It also means that the entire site feels like a personal zone. But there’s more. Access to the “real” personal zone is at the top of the page where a link promises to take users to “Your account.” It actually opens a drop-down menu that leads to 22 different personal zones. Amazon collects enough data about its visitors (as well as its customers) to ensure that every user experience is unique and no two customer journeys are ever the same.
It’s a policy that has disadvantages as well as benefits. Users are always directed to products they’re likely to find interesting but while 38 percent of American households are members of Amazon Prime, the company does not release figures relating to use of the Family Library, a feature that lets household members download each other’s Kindle purchases. Despite its value to users, the feature is buried at the bottom of a personal zone that prioritizes targeted suggestions over squeezing extra value from previous purchases.
That approach to a personal zone works on an ecommerce site. Sites that collect data that is more personal tend to be more cautious.

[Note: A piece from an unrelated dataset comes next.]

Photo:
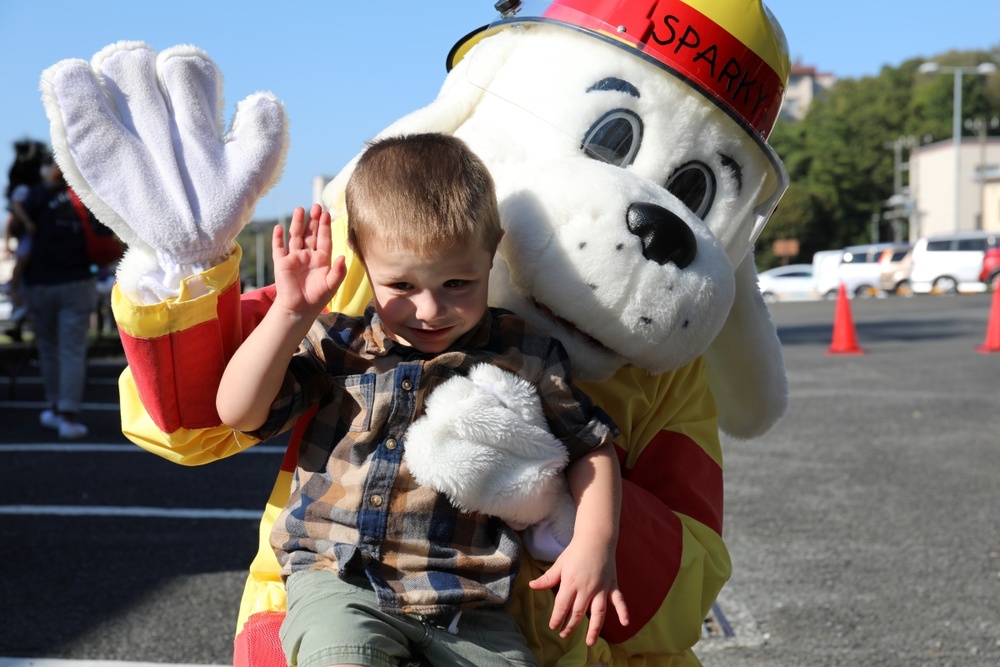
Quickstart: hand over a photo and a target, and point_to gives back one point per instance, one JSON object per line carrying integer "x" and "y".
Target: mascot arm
{"x": 671, "y": 559}
{"x": 177, "y": 350}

Bank of America’s website takes visitors to their current account and uses real estate on the side of the page not to pitch products but to offer information. It’s possible to feel that that information is not targeted, that everyone would be interested in the bank’s savings plan or its deposit options but because of its location, it feels relevant. And because the bank is offering advice in a field that many people find confusing, it also feels helpful.
Healthcare forms use a similar content strategy in their personal zones. Links might lead to pages where users can buy additional insurance but greater emphasis is placed on health education, on diet advice and healthy eating. While ecommerce firms aren’t afraid to turn an entire website into a kind of personal zone that deepens towards account pages, and to focus on sales rather than on customer enhancement, for banks and for healthcare firms the personal zone is first a place to teach and inform. It’s used to deepen the customer engagement that’s necessary before the next sale can be made.
Brands don’t just display information in personal zones, they also use it to guide customers to the next stage: to make their next purchase, to make an appointment, to book a meeting with a financial advisor. How they make those recommendations and the degree to which they feel personal rather than commercial are essential to customer retention as well as conversions. Personal zones are powerful stopping points during the customer journey but how brands use them and the content strategies they formulate to exploit them will depend on the business as well as on the customer.